When HIV-positive people who were treatment-experienced and those who were treatment-naïve were compared to each other, there was no significant difference in C-IMT. However, the treatment-experienced group had significantly increased femoral artery stiffness as reflected by both DC and CC measures (adjusted mean differences as percentages, ART-experienced versus ART-naïve: –25.9% and –21.7% for femoral artery DC and CC, respectively). Analysis of the full HIV-positive cohort indicated that use of HIV treatment was independently associated with femoral artery stiffness, as were cumulative use of protease inhibitors and nucleoside reverse transcriptase inhibitors.

No significant differences were found between patients with and without lipodystrophy, but the small size of the lipodystrophy subgroup and the use of lipid-lowering drugs by some study participants with lipodystrophy may have contributed to this result.

The researchers note that chronic inflammatory diseases such as rheumatoid arthritis have been shown to increase C-IMT, as have chronic infections. They propose that “chronic HIV infection may therefore also lead to vascular endothelial damage and increase in vessel wall thickness by sustaining a low degree of inflammation.” The endothelium is a smooth layer of tissue lining the insides of blood vessels.

There is not enough knowledge currently to determine why antiretroviral therapy appears to affect femoral artery stiffness but not carotid or brachial artery stiffness. Furthermore, the researchers express uncertainty about the causal pathway for this outcome: the drugs may be damaging the femoral artery directly, or the stiffening may result from metabolic side-effects of the drugs. At the same time, by reducing the inflammation caused by HIV infection, antiretroviral therapy may simultaneously protect the arteries.

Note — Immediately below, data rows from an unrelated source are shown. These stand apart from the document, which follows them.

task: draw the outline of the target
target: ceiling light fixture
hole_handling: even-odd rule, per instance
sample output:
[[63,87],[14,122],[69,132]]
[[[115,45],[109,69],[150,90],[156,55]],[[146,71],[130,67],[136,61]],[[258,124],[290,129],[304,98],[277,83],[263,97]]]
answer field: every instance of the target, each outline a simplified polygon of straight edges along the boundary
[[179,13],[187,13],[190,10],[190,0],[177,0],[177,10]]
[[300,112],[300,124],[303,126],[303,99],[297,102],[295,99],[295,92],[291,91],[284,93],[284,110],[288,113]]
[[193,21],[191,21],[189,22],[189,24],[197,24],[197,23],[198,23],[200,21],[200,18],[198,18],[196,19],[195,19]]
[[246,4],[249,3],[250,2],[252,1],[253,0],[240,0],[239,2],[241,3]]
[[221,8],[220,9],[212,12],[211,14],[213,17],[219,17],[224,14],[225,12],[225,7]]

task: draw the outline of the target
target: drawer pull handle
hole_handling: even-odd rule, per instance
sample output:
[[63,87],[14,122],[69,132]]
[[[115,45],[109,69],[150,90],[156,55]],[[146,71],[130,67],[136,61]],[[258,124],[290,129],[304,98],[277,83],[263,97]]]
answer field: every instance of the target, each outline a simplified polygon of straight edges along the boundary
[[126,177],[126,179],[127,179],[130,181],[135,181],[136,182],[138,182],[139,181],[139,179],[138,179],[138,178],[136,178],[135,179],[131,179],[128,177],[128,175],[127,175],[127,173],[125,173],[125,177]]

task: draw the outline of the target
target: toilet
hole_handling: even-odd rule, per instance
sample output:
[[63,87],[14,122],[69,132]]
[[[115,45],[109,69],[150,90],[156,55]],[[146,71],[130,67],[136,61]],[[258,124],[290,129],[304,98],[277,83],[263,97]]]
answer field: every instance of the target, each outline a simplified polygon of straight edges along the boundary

“The balance between the beneficial effects of diminishing active infection/inflammation and the negative effects of ART such as dyslipidemia may be essential to determine the net effect in an individual patient and in different arterial segments,” the researchers observe.

Protease inhibitors have long been suspected of increasing cardiovascular risk, in part because they appear to cause changes in blood fat levels. A large cohort study published in 2007 reported that study participants taking protease inhibitors were slightly more likely to experience heart attacks than those who were not. However, a 2008 analysis of data from another large cohort found that the use of anti-HIV drugs did not increase the risk of serious cardiovascular illness.

The matter remains unresolved, and there is also ongoing debate about whether one of the nucleoside reverse transcriptase drugs, abacavir, elevates heart attack risk. At the same time, other evidence has emerged to show that in some ways antiretroviral therapy may benefit cardiovascular health.

As for the role of HIV itself, a lower CD4 count has been associated with higher cardiovascular risk, and researchers have also tied HIV infection to specific biomarkers of cardiovascular functioning such as endothelial activation levels. However, much remains unknown about the specific mechanisms that might enable the virus to damage blood vessels.

Although the debate about the negative effects of particular anti-HIV drugs is ongoing, the overall benefits of treatment far outweigh the potential drawbacks for most people. It is hoped that by developing greater insight into the interplay between HIV infection, antiretroviral therapy and other factors including heredity and lifestyle, researchers and clinicians will be able to identify the best strategies for managing cardiovascular risk in HIV-positive people in accordance with individual risk profiles.

References

Van Vonderen MG et al. Carotid intima-media thickness and arterial stiffness in HIV-infected patients: the role of HIV, antiretroviral therapy, and lipodystrophy. J Acquir Immune Defic Syndr 50: 153-161, 2009.